In these circumstances all the questions were answered correctly.
In the second part the verbally posed questions could only be heard by
the child, as the facilitator was got to wear headphones through which
white noise was played continuously. (It is significant that initially
the teacher raised strong objections to the noise).
The same
set of questions used in the first part were used in the second, but
the order of these was altered. In addition, in both halves of the
experiment, the asker of the questions stood behind teacher and child
in order to obviate any possibility that the teacher might lip read the
speaker.
In these circumstances the success rate dropped to about two in ten.
After recording this experiment and its result I am pleased to note
that the then director of the schools banned the use of F.C. in all the
schools of the group.
Rather disappointingly, for the state of psychological science, a few
years after this I saw a TV programme on persistent vegetative state,
in which something remarkably like F.C. was being used on these brain
damaged patients by a psychologist. In a similar way abilities beyond
those thought possible were being 'demonstrated', to a audience similarly
highly predisposed to uncritically accept the results on face value,
i.e. friends or relatives of the patients. I did write to the person
concerned pointing out the fatal flaws in her procedure, and although
she was good enough to reply, she did not seem to grasp the seriousness
of the error, and besides, claimed to be already looking for more
objective communication methods. No doubt she failed to find them, or
if she did find any I have no doubt that the supposed abilities claimed
for the patients turned out to be non-existent. Even
worse this occurred in what would seem to be a fairly prestigous
London hospital.
Those who are ignorant of history are condemned to repeat it; similar
episodes to these occured about a hundred years ago, and if pychology
is primitive and infantile now what was it then?

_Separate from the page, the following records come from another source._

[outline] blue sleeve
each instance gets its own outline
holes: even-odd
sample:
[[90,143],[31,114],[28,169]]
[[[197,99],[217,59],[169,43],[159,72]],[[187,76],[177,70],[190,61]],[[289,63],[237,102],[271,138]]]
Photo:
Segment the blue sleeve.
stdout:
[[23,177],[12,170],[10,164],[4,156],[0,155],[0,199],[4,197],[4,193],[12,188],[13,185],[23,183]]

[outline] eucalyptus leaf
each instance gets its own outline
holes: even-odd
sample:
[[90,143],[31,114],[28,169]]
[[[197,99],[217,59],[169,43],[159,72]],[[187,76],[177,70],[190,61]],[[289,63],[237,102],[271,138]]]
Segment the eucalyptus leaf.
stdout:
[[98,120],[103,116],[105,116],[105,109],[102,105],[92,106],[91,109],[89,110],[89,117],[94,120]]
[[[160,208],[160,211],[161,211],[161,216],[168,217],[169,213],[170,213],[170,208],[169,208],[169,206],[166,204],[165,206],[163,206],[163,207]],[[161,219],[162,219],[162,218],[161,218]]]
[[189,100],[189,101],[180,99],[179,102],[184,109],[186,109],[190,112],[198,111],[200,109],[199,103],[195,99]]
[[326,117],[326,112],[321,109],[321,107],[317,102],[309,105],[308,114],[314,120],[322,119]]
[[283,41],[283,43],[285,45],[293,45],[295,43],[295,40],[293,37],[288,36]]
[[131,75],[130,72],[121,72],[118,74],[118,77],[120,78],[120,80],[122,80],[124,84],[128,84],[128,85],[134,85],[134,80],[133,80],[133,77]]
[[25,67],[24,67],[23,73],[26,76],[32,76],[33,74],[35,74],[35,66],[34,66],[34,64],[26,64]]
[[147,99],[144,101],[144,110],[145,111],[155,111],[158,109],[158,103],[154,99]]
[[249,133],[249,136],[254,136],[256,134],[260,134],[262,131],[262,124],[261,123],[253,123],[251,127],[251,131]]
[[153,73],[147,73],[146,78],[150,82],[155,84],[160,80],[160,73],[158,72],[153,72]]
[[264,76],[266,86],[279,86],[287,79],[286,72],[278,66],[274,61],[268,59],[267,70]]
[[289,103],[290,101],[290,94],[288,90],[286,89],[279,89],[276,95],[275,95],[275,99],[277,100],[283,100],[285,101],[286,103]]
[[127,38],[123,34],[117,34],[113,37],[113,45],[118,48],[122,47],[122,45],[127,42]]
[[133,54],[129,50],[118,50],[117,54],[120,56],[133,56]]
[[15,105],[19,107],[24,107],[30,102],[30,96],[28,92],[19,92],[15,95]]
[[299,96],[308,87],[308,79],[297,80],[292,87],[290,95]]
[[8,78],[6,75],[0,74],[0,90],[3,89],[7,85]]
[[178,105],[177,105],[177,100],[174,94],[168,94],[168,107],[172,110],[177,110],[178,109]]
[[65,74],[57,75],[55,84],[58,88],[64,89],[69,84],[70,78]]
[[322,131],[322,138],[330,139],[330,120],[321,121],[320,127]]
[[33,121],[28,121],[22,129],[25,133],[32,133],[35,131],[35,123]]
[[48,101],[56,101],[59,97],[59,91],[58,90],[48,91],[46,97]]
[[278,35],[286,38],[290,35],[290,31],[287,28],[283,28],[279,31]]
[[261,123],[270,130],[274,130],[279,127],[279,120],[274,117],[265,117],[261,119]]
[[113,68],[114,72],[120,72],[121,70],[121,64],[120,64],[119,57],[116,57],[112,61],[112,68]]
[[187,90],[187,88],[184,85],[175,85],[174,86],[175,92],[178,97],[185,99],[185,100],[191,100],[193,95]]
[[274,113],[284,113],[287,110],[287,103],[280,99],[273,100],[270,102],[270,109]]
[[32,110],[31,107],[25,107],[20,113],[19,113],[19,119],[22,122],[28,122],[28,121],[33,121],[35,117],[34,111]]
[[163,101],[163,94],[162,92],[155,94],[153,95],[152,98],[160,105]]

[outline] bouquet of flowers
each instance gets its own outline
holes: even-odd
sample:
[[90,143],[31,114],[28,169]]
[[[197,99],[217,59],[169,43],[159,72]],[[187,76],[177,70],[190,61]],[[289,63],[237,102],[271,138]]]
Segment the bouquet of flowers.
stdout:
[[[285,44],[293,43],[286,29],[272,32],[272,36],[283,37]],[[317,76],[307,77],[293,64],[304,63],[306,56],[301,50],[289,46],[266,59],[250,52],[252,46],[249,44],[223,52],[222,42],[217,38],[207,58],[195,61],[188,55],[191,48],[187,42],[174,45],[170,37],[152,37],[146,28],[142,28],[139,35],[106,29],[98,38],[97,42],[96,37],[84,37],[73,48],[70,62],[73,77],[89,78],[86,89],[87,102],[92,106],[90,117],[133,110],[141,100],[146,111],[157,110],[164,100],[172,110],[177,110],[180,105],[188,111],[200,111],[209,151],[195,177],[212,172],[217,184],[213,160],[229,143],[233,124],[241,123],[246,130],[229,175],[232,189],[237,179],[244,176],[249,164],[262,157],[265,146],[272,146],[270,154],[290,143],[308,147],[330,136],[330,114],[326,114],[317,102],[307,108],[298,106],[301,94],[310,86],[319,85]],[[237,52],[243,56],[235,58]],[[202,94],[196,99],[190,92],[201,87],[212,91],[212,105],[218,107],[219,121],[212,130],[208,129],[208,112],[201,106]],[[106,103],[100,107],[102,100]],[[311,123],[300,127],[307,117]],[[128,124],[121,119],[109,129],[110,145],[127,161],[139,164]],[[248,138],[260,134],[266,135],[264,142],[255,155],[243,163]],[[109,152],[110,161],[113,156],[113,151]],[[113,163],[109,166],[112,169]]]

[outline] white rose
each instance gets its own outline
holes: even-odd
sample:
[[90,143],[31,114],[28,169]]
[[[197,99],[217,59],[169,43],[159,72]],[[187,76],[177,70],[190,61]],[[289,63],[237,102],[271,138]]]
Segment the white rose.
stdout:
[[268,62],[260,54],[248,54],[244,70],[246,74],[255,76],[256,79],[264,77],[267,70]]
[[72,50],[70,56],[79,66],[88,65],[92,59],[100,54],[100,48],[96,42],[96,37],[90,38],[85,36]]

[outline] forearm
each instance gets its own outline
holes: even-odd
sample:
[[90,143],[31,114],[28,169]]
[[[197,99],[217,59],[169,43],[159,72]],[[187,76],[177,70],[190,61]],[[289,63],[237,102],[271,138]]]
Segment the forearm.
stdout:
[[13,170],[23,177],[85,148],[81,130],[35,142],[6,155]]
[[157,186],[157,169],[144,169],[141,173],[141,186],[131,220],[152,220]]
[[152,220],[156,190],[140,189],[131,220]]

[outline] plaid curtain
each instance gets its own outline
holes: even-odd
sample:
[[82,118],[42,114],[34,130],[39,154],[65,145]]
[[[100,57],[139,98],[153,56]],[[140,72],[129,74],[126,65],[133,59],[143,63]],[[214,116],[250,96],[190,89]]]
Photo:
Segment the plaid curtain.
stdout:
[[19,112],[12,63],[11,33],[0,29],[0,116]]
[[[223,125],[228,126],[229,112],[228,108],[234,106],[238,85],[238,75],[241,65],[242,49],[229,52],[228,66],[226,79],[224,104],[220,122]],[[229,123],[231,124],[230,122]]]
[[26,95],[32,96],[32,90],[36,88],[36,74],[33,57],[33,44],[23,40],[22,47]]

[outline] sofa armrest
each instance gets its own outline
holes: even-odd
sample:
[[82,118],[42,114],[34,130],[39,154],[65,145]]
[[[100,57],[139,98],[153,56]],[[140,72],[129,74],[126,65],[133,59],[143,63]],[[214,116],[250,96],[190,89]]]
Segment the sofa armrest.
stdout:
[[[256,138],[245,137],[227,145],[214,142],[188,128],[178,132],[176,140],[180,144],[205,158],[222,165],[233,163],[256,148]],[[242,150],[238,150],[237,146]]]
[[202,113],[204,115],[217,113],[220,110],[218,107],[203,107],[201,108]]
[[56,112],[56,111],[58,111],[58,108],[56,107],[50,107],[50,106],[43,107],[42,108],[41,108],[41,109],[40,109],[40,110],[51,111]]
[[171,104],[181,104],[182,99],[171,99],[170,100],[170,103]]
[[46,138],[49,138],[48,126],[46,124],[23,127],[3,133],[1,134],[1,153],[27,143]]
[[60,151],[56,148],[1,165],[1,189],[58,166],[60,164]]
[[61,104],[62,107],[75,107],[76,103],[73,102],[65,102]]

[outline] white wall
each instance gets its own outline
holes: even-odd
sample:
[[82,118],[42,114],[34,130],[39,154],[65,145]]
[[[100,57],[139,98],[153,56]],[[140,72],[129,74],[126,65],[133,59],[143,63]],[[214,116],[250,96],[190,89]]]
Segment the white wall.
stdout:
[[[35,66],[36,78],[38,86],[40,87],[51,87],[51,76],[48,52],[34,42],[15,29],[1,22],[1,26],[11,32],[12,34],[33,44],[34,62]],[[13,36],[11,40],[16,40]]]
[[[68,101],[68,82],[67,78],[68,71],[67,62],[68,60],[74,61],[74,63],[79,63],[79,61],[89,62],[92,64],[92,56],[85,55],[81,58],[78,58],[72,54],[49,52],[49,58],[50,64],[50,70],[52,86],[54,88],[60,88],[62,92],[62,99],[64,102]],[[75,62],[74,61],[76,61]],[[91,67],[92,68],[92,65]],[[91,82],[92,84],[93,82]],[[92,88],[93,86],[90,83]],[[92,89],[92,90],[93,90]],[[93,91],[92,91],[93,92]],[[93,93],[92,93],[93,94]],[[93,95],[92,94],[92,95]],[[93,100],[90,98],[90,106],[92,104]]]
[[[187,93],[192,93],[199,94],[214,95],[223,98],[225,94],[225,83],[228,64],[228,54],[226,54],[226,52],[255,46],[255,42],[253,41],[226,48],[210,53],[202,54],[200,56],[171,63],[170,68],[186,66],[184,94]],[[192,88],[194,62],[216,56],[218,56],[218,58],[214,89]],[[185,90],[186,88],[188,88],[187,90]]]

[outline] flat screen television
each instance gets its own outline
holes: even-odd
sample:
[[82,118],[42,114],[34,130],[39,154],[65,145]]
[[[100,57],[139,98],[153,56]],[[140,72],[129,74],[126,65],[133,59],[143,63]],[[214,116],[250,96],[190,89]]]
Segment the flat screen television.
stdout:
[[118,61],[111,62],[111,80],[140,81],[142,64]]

If anyone is interested he should go back and study the case of one of the
'Elberfeld Horses', one known as "Clever Hans". This animal was claimed to
be able to do simple maths, and apparently gave the answers by tapping his
hoof on the ground. A psychologist was able to show that the horse was not
in fact an equine mathematician but was simply responding to tiny movement
cues from his trainer which told him when to stop tapping. At least in this
case the trainer was not in physical contact with the horse as is the case
with the two human cases above!
Another comparison is with the sort of evidence which
convinced no less a person than Arthur Conan Doyle
of the reality of Spiritualism, and of fairies, unlike
the sceptic and stage magician Ehrich Weiss, (Houdini). As in our FC
cases, the parents are made gullible by their emotional state,
of actual loss of the physical child in the case of
Doyle, (who lost a son to World War 1), of loss of the child's normality in the case of
the parents of the handicapped child.